Diante desse cenário, há medidas fundamentais que precisam ser priorizadas no país, com foco em prevenir atos de violência letal e sexual contra crianças e adolescentes, e em dar respostas a esses crimes. Essas respostas pressupõem um olhar específico para as diferentes etapas de vida e para as diferentes formas de violência mais prevalentes em cada momento da infância e na adolescência.

Entre as principais recomendações, o FBSP e UNICEF apontam a necessidade de não justificar nem banalizar a violência; capacitar os profissionais que trabalham com crianças e adolescentes; investir em protocolos, treinamentos e práticas voltadas à proteção de meninas e meninos; garantir a permanência de crianças e adolescentes na escola; ampliar o conhecimento de meninas e meninos sobre seus direitos e os riscos da violência; garantir prioridade nas investigações sobre violências contra crianças e adolescentes; e investir no monitoramento e na geração de evidências.

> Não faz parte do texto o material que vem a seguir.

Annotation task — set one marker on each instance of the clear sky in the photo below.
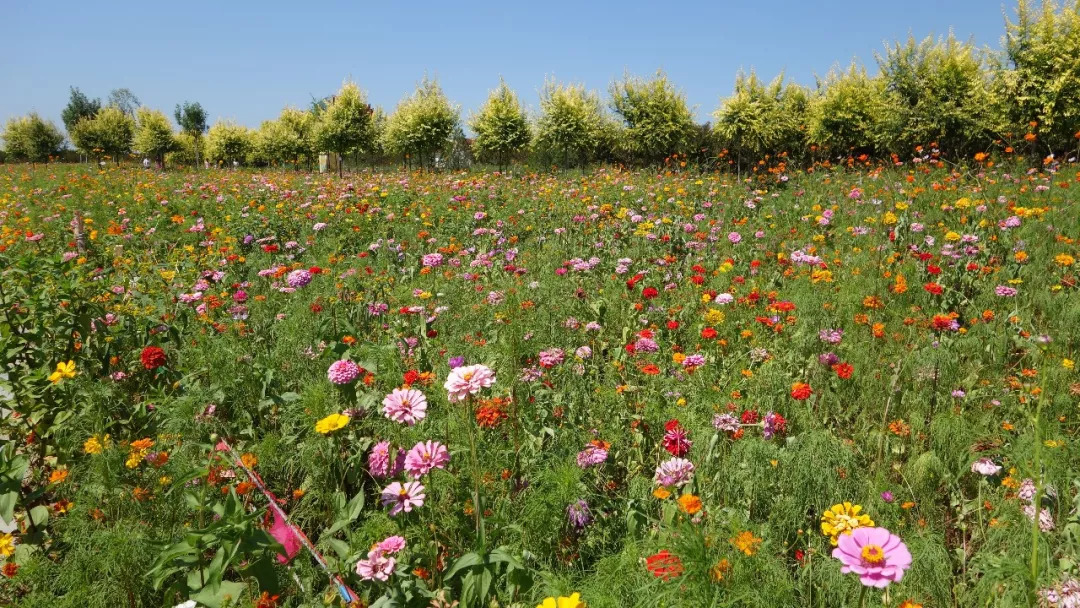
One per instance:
(245, 61)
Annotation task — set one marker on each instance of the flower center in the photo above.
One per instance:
(873, 554)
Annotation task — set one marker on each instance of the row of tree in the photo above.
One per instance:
(945, 93)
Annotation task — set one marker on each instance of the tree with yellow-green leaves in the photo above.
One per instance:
(227, 143)
(153, 135)
(287, 139)
(345, 125)
(760, 119)
(422, 124)
(31, 138)
(501, 127)
(110, 132)
(572, 127)
(657, 119)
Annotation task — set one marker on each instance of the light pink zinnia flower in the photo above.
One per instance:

Os dados desse Panorama foram obtidos pelo FBSP, por meio da Lei de Acesso à Informação. Foram solicitados a cada estado brasileiro os dados de boletins de ocorrência dos últimos cinco anos, referentes a mortes violentas intencionais (homicídio doloso; feminicídio; latrocínio; lesão corporal seguida de morte; e mortes decorrentes de intervenção policial) e violência sexual (estupros e estupros de vulneráveis) contra crianças e adolescentes.